Plus tard, Jack fut réveillé par des bruits à l’intérieur de la tanière. Il ouvrit les yeux et découvrit un homme grand, barbu, qui le fixait. « Alors, jeune homme, as-tu bien mangé ? » lui demanda l’inconnu avec un curieux accent chantant. Jack ne put que hocher la tête ; il se sentait un peu coupable d’avoir mangé sans y être invité. L’homme devina manifestement ce qu’il ressentait.

« Tu as bien fait, c’était là pour toi. J’espère que tu as trouvé ça bon. »

Jack acquiesça avec enthousiasme. « Fameux – le meilleur ragoût que j’ai jamais goûté. » Il hésita. « Je dois vous en remercier, monsieur. » Jack détailla l’étrange personnage : ni jeune ni vieux, vêtu de peaux de bêtes et de grosse toile. Sa caractéristique la plus remarquable était sa longue et magnifique barbe couleur de cendres.

« Je n’ai rien d’un monsieur, jeune homme. Voilà des années que je n’en suis plus un, et je ne désire pas le redevenir. » Un demi-sourire joua sur les lèvres de l’homme.

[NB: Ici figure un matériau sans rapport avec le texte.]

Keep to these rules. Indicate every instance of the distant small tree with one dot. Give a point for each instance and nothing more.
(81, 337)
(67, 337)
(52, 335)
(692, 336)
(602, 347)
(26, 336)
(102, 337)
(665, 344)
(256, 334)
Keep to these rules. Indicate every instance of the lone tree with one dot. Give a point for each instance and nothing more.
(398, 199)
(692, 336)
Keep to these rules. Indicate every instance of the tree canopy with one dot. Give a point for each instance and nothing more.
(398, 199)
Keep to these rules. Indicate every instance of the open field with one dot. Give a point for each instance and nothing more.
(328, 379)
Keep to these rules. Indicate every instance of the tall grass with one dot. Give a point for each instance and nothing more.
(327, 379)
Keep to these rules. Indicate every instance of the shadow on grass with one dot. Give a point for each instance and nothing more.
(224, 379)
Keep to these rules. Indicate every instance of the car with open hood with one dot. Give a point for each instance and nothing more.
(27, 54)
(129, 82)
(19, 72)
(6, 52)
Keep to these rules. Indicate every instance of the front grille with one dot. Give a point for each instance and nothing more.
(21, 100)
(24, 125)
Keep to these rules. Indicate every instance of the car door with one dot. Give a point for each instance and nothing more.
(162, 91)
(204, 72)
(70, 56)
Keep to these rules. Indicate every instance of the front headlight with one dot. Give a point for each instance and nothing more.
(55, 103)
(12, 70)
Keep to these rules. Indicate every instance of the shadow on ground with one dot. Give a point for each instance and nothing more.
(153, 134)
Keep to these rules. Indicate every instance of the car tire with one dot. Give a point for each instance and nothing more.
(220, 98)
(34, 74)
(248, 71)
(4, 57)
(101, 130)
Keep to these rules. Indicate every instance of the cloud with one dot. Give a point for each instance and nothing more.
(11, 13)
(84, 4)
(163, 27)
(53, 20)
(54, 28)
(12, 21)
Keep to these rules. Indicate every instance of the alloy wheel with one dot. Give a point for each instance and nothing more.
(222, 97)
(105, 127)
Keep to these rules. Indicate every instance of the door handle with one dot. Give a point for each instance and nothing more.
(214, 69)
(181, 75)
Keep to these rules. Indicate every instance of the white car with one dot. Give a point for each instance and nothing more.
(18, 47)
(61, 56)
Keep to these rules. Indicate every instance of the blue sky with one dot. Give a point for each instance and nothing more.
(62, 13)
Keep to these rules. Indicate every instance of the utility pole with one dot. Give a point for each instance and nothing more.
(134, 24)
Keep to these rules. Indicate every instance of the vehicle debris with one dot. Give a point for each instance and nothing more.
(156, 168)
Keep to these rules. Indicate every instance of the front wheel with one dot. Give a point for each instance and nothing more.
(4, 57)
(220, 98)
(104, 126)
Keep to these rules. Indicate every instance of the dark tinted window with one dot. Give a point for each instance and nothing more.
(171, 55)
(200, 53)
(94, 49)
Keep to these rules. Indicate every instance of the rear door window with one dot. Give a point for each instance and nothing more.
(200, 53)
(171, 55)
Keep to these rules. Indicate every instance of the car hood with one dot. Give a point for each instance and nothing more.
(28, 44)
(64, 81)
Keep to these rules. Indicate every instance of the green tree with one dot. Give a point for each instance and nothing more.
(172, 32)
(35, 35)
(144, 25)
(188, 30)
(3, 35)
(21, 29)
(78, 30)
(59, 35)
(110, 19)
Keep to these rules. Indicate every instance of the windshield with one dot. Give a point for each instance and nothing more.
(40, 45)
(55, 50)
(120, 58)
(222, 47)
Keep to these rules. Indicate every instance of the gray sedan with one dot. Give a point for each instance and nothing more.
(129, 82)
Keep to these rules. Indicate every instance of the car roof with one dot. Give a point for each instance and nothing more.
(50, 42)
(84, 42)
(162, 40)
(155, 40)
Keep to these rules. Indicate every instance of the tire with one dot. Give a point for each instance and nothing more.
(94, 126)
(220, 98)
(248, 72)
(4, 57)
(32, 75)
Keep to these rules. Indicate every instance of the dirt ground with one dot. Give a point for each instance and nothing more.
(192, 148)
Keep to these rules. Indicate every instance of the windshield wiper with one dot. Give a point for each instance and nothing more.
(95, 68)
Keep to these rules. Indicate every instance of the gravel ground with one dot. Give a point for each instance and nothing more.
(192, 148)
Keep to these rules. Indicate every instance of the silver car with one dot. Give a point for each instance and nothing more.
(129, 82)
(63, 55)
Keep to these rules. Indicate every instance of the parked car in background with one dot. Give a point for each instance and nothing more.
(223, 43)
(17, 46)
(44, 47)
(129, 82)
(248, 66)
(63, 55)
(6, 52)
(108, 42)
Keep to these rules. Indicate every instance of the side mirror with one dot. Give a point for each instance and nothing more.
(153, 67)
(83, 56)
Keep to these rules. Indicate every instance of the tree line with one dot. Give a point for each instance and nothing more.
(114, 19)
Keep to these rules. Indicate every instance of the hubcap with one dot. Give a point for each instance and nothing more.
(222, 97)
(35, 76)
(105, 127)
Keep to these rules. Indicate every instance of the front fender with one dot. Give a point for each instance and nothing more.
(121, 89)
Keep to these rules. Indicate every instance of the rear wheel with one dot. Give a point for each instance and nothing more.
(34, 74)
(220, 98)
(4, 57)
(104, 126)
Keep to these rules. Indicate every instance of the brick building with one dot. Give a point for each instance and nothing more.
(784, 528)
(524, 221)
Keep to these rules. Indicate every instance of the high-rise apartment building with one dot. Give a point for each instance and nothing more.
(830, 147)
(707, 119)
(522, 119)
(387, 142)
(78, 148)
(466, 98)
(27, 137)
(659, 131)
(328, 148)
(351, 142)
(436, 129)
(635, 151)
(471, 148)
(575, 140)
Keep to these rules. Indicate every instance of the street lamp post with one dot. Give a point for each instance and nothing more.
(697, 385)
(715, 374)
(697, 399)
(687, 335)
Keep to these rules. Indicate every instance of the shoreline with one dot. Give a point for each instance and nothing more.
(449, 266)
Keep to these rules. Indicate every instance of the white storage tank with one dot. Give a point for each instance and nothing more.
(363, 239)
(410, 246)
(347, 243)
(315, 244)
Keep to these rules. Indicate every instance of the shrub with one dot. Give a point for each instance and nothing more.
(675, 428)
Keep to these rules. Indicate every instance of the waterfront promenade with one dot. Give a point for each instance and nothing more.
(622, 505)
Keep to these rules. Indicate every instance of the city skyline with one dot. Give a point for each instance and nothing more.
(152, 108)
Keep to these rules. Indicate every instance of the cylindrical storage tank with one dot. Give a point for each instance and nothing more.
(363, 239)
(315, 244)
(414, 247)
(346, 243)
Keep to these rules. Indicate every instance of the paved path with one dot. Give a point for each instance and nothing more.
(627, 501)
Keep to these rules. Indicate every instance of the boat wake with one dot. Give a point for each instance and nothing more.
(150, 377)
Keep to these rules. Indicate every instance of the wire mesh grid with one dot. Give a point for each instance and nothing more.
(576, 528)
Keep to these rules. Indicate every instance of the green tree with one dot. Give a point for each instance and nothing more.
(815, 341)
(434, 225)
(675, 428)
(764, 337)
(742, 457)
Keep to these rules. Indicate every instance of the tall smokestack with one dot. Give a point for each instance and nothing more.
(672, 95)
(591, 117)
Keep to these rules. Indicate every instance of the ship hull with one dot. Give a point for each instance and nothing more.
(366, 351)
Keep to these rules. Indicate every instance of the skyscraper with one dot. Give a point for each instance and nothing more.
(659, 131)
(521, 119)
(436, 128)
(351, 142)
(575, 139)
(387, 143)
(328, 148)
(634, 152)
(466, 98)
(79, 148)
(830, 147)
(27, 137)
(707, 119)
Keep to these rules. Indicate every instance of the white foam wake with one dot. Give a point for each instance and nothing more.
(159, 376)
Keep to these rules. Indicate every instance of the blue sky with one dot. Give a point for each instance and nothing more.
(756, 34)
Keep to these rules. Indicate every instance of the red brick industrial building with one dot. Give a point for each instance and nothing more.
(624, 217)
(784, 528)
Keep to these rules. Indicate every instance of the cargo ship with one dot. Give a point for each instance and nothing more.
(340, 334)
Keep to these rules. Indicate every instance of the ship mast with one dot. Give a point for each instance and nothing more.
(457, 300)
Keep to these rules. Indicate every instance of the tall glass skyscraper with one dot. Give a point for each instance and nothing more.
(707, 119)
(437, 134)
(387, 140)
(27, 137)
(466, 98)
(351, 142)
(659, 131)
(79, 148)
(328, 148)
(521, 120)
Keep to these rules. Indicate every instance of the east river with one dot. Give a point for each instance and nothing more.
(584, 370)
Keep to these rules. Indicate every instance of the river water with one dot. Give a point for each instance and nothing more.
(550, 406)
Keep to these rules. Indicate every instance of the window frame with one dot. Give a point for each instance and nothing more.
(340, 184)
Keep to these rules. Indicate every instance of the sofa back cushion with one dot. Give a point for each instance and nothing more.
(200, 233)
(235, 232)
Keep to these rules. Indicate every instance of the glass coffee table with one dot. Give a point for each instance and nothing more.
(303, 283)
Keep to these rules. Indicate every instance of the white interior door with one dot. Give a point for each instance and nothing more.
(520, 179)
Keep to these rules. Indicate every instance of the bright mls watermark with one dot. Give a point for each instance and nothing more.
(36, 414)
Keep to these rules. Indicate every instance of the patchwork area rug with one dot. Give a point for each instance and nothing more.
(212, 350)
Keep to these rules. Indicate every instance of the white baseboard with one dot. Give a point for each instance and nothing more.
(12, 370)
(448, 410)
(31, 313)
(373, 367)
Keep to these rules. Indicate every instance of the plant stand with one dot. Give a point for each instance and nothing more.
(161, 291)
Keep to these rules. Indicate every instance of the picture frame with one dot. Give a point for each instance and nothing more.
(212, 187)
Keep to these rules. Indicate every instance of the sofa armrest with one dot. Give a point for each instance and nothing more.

« Pardonnez-moi si je vous ai offensé. » Jack avait le sentiment que l’homme s’amusait à ses dépens.

« Mais non, mais non. Je suppose qu’il me faudrait te dire mon nom.

— Si vous préférez le taire, je comprendrai. Mon nom à moi est Jack, cependant. Je vous l’offre de bon cœur. »

L’homme parut apprécier ce discours. « Ma foi, Jack, tu me fais rougir. Tu donnes librement ton nom à un étranger qui te cache le sien. Bon nombre de gens croient qu’en apprenant le nom d’une personne, on obtient du pouvoir sur elle. Et toi, qu’en penses-tu ? »

Jack avait un peu de mal à suivre ce que racontait l’homme, car son accent transformait ses paroles en chanson. L’homme poursuivit : « Je vais te dire mon nom, Jack, mais seulement la moitié. Voilà des années que je ne m’en sers plus. Les arbres ne demandent pas à le connaître, les oiseaux s’en moquent et les ruisseaux ne vont pas s’arrêter de couler pour l’entendre. Mais je vais te le donner, Jack, car contrairement à la nature l’homme a besoin de noms. Nous devrions pourtant nous en méfier ; ils recèlent un grand pouvoir. Si je nommais un arbre, je le ferais mien, or nul ne devrait pouvoir dire cela d’un arbre, d’un ruisseau ou d’un simple brin d’herbe. » L’homme sombra dans la morosité, le souffle las.

Jack parla pour briser le silence : « Si les oiseaux se passent de votre nom, je m’en passerai aussi. Je ne veux même pas en connaître la moitié. »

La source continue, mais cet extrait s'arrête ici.